Conference Coverage

AES: Three studies show generic lamotrigine equals Lamictal


 

AT AES 2015

References

Dr. Wenlei Jiang (left) and Dr. Tricia Y. Ting Mitchel L. Zoler/Frontline Medical News

Dr. Wenlei Jiang (left) and Dr. Tricia Y. Ting

The third study, BEEP (Bioequivalence in Epilepsy Patients) ran at the University of Maryland, Baltimore, and the results appeared in a journal article published in September (Epilepsia. 2015 Sept;56[9]:1415-24). This study enrolled 34 “generic brittle” epilepsy patients, which meant they had already shown signs of possible sensitivity to switching from Lamictal to generic lamotrigine. The study randomized patients to four consecutive 2-week periods of treatment with either the brand-name or a generic lamotrigine product in a crossover design that was then repeated, and each patient underwent a 12-hour pharmacokinetic analysis after they reached a steady-state drug level with 2 weeks of treatment. The results showed a tight match for both the area under the curve and peak plasma concentration for the generic and brand drugs, said Dr. Tricia Y. Ting, lead investigator for the study and a neurologist and epilepsy specialist at the University of Maryland Medical Center in Baltimore.

“The results could not have been more beautiful. We were quite surprised at how close the generic and brand products were” in their steady-state pharmacokinetic profiles, Dr. Ting said during the session.

The results of the three studies, while reassuring, raise questions as to why some patients nevertheless report problems while taking generic products, noted Dr. Ting. “We need to look outside of bioequivalence, and focus instead on issues such as patient expectations,” she said.

Patient factors

Dr.
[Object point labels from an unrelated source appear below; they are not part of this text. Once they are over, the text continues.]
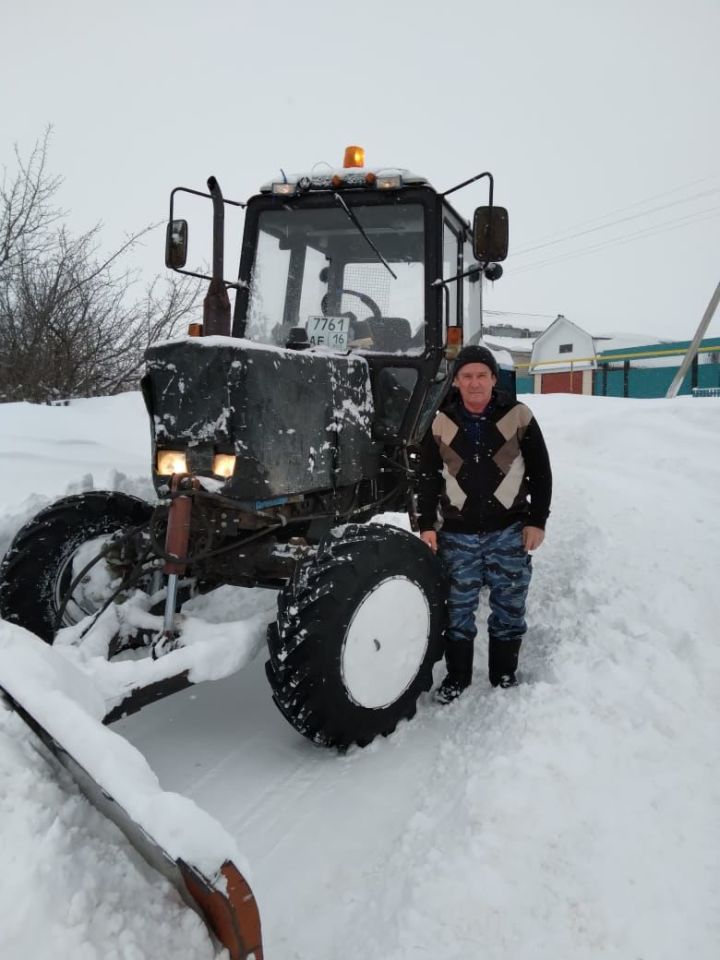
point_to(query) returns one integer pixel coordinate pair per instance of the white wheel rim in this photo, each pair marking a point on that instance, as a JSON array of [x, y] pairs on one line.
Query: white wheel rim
[[385, 643]]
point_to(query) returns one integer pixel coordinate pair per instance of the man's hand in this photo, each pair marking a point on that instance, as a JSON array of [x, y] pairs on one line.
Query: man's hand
[[532, 538], [429, 537]]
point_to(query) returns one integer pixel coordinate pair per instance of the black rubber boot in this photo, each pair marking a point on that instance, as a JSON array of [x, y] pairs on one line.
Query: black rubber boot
[[502, 662], [458, 657]]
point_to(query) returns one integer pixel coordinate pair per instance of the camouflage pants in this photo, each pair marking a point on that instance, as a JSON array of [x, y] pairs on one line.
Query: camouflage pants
[[496, 560]]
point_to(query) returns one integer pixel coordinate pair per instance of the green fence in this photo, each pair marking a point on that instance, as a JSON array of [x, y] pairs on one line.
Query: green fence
[[618, 373]]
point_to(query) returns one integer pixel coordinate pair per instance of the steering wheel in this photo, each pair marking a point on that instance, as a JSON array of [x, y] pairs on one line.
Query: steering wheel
[[363, 297]]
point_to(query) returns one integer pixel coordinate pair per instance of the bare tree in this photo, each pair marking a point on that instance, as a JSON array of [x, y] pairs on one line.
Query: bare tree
[[69, 323]]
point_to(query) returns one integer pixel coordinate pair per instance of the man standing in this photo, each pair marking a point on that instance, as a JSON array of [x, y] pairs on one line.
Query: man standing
[[483, 500]]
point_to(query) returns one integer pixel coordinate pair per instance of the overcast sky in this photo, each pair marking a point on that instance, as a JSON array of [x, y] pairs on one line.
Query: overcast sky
[[586, 112]]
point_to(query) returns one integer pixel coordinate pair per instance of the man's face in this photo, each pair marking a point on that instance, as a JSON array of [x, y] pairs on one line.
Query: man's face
[[475, 382]]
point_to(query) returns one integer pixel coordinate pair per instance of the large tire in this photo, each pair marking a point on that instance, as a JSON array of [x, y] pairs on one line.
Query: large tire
[[358, 631], [37, 569]]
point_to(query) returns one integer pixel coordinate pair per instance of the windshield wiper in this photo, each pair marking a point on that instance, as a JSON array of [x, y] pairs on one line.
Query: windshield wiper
[[356, 223]]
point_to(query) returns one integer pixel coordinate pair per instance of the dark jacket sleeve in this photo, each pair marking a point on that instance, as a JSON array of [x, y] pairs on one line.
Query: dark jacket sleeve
[[538, 474], [429, 484]]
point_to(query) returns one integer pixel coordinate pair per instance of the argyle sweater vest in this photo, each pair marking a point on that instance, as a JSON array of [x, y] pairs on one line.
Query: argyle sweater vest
[[483, 476]]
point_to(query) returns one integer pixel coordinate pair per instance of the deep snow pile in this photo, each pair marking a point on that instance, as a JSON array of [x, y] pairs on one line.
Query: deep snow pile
[[576, 816]]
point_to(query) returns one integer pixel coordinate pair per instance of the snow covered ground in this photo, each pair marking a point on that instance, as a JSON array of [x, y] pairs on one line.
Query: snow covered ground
[[577, 816]]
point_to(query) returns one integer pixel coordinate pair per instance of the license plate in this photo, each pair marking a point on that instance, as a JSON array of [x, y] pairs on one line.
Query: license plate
[[330, 332]]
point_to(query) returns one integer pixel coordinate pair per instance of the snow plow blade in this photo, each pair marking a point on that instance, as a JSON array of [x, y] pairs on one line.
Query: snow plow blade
[[59, 705]]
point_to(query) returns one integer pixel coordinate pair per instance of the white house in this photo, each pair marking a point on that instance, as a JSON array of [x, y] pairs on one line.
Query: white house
[[563, 359]]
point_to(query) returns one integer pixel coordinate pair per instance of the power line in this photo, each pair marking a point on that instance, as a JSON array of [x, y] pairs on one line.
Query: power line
[[630, 206], [612, 223], [619, 241], [518, 313]]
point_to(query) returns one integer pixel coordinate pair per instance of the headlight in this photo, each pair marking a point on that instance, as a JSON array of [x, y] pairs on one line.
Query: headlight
[[224, 464], [170, 462]]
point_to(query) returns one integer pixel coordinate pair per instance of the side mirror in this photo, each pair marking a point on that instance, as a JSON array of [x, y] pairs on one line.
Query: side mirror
[[176, 238], [490, 234]]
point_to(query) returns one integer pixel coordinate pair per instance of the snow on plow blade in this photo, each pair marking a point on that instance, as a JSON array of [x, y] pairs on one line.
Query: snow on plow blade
[[174, 836]]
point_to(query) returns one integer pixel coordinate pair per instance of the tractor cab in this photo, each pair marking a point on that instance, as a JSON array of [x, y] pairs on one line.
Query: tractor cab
[[364, 261]]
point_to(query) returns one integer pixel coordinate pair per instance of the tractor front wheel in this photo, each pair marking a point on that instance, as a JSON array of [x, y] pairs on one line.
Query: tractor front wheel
[[50, 549], [358, 631]]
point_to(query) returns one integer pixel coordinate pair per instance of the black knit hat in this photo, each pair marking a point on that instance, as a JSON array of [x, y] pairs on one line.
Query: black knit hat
[[475, 354]]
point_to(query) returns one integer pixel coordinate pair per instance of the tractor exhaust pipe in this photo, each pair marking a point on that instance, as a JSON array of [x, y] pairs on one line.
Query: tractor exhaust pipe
[[216, 307]]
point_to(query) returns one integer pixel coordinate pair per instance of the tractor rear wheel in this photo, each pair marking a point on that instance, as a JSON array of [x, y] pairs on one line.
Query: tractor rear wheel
[[52, 548], [358, 631]]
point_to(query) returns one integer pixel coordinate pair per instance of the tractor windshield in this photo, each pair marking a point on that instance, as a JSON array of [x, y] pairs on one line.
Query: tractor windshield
[[315, 270]]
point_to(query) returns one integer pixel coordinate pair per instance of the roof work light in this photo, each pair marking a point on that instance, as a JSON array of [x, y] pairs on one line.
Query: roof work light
[[354, 157]]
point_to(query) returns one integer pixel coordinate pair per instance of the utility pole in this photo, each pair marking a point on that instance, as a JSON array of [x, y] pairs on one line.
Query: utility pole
[[693, 348]]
Joshua J. Gagne, a pharmacoepidemiologist at Brigham and Women’s Hospital in Boston, discussed the role of patient expectations and other patient-specific factors that can affect the safety and efficacy of generic products. He noted that patients can be confused by generic pills that do not have the same size, shape, or color as their brand-name counterparts. “Variations in appearance with generic antiepilepsy drugs is a real problem and may be a barrier to adherence,” he said. In addition, “patients’ out of pocket costs are important drivers of antiepileptic drug adherence,” and may act in favor of generics, he said.

Dr. Joshua J. Gagne Mitchel L. Zoler/Frontline Medical News

Dr. Joshua J. Gagne

He documented this potential effect in a recent study he published and also summarized while speaking during the session. Dr. Gagne and his associates used a database of more than 19,000 U.S. Medicare patients with epilepsy who began treatment with an antiepileptic drug. The researchers used propensity scoring to match a subset from among the 18,306 patients who started on a generic drug and the 1,454 patients who started on a brand-name drug. In the matched subgroups, those on a generic went an average of 138 days before having a 14-day gap in treatment, compared with an average 124 days until a 14-day treatment gap occurred among those on a branded drug. This difference in adherence linked with a significant difference in seizure-related hospitalizations, experienced by 47 patients who started on a branded drug and in 31 of those who started on a generic. This calculated out to a statistically significant relative risk reduction of more than 50% (Epilepsy Behavior. 2015 Nov;52[part A]:14-8).

Often it is the physician that’s to blame when patients lack trust in a generic drug, noted Dr. Michel J. Berg, a neurologist at the University of Rochester (N.Y.) and coprincipal investigator on the two EQUIGEN studies. “If physicians are confident [in generics] then patients will rely on the physician’s expert opinion,” Dr. Berg said during a panel discussion of these studies during the session.

Patients and physicians also need to realize that today’s generics are often not the same products that they were years ago. The FDA has “encouraged manufacturers to move from ’quality by testing’ to ‘quality by design,’ which has resulted in better products,” stressed Dr. Jiang.

Dr. Privitera agreed. “A lot of the fear about generics was generated 20 or more years ago, when the generic quality was not as good. There were a lot of scary stories out there. Today, with quality by design, manufacturers don’t just try to get their generic in a target range but they do multiple tests earlier in the [generic development] process so that by the time they get to clinical testing they already have a drug that is really tight.”

Members of the audience at the session who commented during the discussion period usually agreed that the new data reported for lamotrigine convinced them of the quality of modern generics. “There has been discomfort with generics, but now we have the data that they are effective and safe,” commented Dr. Mark C. Spitz, professor of neurology and head of the Adult Comprehensive Epilepsy Program at the University of Colorado at Denver, Aurora, who spoke from the floor. “These new data will make a big difference in how epileptologists will practice,” Dr. Spitz predicted.